Closing the loop: generate, verify, ratchet (AHE-3.22 / AHE-3.23 / AHE-3.24)¶
Through AHE-3.21 the loop could branch a code change, but nothing on the live
path ever generated the diff — every real proposal fell back to the prose SDD
skeleton and a human wrote the code. These three concepts close that gap; together
they turn "branch a change" into "branch a verified, capability-ratcheted
change". All three sit inside the existing governed_publish flow, so the OS-5.24
merge_promotion ActionPolicy gate (default: human approval queue) still fronts
everything — nothing here can auto-merge or push.
-
AHE-3.22 — autonomous code-synthesis (
research/code_synthesis.py).
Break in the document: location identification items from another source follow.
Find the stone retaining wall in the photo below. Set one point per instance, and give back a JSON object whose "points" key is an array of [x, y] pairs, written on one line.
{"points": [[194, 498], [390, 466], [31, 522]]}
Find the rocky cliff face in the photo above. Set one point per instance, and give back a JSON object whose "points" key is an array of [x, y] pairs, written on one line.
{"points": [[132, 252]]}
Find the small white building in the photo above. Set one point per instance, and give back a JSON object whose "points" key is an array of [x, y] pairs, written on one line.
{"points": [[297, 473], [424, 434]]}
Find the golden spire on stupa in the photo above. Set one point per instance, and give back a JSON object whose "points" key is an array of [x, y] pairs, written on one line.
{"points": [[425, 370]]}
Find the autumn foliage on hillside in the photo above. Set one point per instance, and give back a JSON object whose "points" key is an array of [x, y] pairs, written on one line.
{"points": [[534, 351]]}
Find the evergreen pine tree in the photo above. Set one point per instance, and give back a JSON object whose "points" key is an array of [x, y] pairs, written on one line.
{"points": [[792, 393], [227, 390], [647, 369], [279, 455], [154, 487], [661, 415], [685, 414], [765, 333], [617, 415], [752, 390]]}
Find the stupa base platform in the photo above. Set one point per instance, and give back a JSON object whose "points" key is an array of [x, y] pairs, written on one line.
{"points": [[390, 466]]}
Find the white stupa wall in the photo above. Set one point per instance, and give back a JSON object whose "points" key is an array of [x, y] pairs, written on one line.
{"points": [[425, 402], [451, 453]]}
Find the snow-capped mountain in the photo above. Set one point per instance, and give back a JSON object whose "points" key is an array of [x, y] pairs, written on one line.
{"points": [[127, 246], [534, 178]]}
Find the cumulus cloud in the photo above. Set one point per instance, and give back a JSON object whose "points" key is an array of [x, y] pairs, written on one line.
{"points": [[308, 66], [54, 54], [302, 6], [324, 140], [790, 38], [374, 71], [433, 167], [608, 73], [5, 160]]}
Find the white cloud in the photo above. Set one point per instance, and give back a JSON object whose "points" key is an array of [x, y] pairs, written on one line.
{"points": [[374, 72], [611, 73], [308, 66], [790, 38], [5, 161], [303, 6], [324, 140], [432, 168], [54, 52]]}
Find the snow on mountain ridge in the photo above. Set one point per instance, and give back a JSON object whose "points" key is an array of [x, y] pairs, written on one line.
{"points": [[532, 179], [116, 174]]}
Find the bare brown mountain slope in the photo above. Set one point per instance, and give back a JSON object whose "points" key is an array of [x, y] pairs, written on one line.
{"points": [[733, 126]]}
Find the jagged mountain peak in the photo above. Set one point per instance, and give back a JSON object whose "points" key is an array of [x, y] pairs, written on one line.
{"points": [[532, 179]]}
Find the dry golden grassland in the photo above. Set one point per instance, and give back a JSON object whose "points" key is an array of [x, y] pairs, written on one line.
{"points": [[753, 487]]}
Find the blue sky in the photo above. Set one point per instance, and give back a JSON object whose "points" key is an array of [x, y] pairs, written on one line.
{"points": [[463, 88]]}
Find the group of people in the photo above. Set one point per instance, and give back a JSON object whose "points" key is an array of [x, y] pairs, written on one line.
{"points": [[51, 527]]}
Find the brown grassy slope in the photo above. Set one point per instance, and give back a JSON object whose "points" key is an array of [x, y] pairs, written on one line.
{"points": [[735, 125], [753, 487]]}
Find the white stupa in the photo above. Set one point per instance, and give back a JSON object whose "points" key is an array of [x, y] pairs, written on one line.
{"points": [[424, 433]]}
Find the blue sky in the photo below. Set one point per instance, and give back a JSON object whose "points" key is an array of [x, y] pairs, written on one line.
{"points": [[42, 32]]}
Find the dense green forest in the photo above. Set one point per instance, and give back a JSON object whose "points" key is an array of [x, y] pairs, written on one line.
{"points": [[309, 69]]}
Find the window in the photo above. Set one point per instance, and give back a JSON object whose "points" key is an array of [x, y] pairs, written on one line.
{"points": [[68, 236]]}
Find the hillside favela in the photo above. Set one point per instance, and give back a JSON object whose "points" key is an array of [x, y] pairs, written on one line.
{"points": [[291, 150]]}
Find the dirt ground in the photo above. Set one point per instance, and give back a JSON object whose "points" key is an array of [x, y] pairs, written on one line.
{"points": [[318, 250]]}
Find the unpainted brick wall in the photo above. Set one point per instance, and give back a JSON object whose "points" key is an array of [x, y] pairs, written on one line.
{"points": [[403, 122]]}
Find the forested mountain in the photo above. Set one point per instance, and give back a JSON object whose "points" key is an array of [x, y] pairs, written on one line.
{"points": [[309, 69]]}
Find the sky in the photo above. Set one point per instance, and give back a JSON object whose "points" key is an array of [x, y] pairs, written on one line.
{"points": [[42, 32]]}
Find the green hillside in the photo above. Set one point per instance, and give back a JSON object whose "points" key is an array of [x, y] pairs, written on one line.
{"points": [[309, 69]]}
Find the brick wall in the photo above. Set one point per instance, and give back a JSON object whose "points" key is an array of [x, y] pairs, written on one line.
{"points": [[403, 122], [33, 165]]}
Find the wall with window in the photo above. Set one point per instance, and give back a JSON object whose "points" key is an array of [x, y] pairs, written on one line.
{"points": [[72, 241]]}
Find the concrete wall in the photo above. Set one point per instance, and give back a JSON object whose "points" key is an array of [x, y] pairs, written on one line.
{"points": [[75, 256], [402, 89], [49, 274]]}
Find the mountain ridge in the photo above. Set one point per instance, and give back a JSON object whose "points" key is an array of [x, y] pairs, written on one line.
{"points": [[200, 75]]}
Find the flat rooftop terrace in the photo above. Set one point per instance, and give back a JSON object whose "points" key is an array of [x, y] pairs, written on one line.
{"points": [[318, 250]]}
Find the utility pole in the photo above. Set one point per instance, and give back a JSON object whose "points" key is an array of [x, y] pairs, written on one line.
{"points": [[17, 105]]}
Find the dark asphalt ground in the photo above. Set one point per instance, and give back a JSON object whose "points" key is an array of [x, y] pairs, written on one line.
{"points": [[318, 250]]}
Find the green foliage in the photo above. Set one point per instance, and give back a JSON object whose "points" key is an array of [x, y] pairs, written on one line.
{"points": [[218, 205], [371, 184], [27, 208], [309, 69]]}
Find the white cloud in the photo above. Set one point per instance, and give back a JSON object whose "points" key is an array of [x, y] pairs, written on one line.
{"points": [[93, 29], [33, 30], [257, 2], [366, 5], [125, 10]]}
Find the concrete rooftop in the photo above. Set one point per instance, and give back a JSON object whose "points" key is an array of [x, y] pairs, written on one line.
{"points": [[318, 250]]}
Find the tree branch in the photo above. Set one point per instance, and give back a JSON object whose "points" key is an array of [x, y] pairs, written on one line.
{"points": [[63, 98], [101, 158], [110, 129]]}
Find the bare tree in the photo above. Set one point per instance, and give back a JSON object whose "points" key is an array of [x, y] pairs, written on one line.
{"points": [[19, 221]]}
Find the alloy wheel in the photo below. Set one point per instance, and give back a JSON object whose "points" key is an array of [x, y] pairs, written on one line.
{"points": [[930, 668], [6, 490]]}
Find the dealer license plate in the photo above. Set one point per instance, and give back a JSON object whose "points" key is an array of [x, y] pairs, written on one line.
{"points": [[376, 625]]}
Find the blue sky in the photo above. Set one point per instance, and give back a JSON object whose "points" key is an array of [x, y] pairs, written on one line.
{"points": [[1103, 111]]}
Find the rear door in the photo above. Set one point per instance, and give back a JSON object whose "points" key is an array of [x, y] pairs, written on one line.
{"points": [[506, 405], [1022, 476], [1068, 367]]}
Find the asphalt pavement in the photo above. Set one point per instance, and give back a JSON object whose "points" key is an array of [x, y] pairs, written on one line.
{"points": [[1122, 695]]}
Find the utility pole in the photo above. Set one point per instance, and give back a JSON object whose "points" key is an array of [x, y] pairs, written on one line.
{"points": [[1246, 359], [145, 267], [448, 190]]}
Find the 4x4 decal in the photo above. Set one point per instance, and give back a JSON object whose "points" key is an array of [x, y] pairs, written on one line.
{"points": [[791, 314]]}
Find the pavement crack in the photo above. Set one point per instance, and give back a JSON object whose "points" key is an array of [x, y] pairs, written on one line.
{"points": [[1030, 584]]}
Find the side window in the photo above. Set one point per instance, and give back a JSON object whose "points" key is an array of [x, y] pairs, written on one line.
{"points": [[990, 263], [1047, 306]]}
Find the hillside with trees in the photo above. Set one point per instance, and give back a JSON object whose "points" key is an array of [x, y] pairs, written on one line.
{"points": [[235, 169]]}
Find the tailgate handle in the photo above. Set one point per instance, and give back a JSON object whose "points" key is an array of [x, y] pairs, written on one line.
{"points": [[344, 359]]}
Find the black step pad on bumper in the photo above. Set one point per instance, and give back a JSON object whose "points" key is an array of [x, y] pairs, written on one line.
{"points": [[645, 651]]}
Before synthesis, for a proposal that names a resolvable, existing, repo-relative.pytarget and carries no embedded files, a single-file generator reads that file and emits a{path, content}edit, fed into the unchangedsynthesize_change_set → validate_in_sandbox → publisherpipeline via the newextra_filesseam. Safety envelope: single attributed.pyfile only; un-attributed proposals fall through to the prose skeleton exactly as before; the generated file is sandbox-validated (a broken diff is never branched); the default generator self-degrades to "no edit" when no model is reachable. The LLM call lives incode_synthesis.py—change_synthesis.pystays generation-free. -
AHE-3.24 — capability ratchet (
research/capability_ratchet.py). After a branch is published, a standing capability suite is run in that worktree, producing a per-capability score vector compared against a persistedCapabilityScoreVectorbaseline node. Every tracked capability must stay at-or-above baseline (monotone ratchet); a passing run advances the baseline, the first run bootstraps it. A worktree with no probes present is not measured and never blocks. The recordedCapabilityRatchetResultis consulted by theAHE-3.20promotion-governance gate as an additional predicate. -
AHE-3.23 — verified apply→verify→rollback. The keep/abandon decision is the authoritative recommendation from the existing
ManifestVerifier(confirm/partial_revert/full_revert, derived from the measured benchmark delta), fed the ratchet's before/after scores. On a*_revertrecommendation — or any per-capability regression —governed_publishabandons the branch (git worktree remove+branch -D); since the branch was never pushed, the publication is fully undone. The probe set (DEFAULT_CAPABILITY_TARGETS) is tunable.